Today, the World Bank’s facebook group and blog featured a pelthora of critical comments, the world of twitter saw a spike in ‘WB: free us from fossil fuels’ messages and World Bank (WB) offices in Croatia, France, Germany, Italy, South Africa, Spain and the UK were the targets of creative street actions.
You can follow the twitter feed from today’s day of action here
You can see pictures of the actions outside World Bank offices here
Why target the World Bank?
While the evidence couldn’t be clearer that we need to transition off of fossil fuel dependency, the WB continues to heavily fund fossil fuel projects, especially large coal projects. The WB’s core energy sector portfolio has significantly increased lending for fossil fuels by 400 percent since 2006.
Since 2007 the WB Group has provided $6.6 billion for coal-based energy development. In fact, 2010 was a record year for coal lending at the WB – the most heavily polluting of all fossil fuels. What’s worse, according to Oil Change International’s independent analysis, despite the Bank’s pro-poor rhetoric, none of the Bank’s oil, gas or coal projects in 2009-2010 were funded specifically to provide energy access to the poor.
The latest illustration of the bank’s climate-damaging lending is the Eskom project in South Africa, to which the WB approved a $3.75 billion loan in April. Ironically located in the same country as the next major round of UN climate talks (Durban, December 2011), the primary purpose of the project is building the world’s fourth-largest coal-fired power plant, at Medupi, which will spew 25 million tons of the climate pollutant carbon dioxide each year. You can find out more about the Eskom project and the opposition it has generated in “The Bank Loan That Could Break South Africa’s Back” by Patrick Bond.
Meanwhile, the WB was invited to serve as the interim trustee of the Green Climate Fund under the Cancun agreement. This was the wrong choice. The Council of Canadians joins many organizations internationally that will continue to oppose the WB’s role in climate finance, demanding instead alternative mechanisms and public sources of funds for climate financing commitments. We will be monitoring and responding to the WB’s actions with the Green Climate Fund.
Alongside continuing to lend money towards fossil fuel projects, the WB’s internal governance is undemocratic and not representing the voices of the Global South, which suffer most of the impacts of climate change. Its policies and programs are part of the problem and cannot become today the needed solution. The WB has been a main institution used to enforce structural adjustment, privatization and deregulation.

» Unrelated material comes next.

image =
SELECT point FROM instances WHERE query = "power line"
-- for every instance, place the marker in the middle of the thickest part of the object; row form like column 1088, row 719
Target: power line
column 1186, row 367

$285.7 million of the Canadian government’s commitments to climate finacing for the Global South is directed to the International Finance Corporation, a member of the WB group. This is truly disconcerting on a number of fronts. To name two; there is a real lack of transparency on how this funds are going to be used and clarity on how is ‘clean energy’ defined, does it include ‘clean coal’ (a myth)? Finally, as this day of action further proves, the WB is not a institution worthy of being trusted with meeting climate financing obligations. As part of the World Bank Out of Climate Finance Campaign, the Council of Canadians will be monitoring and responding to this in the lead up to the Durban climate talks.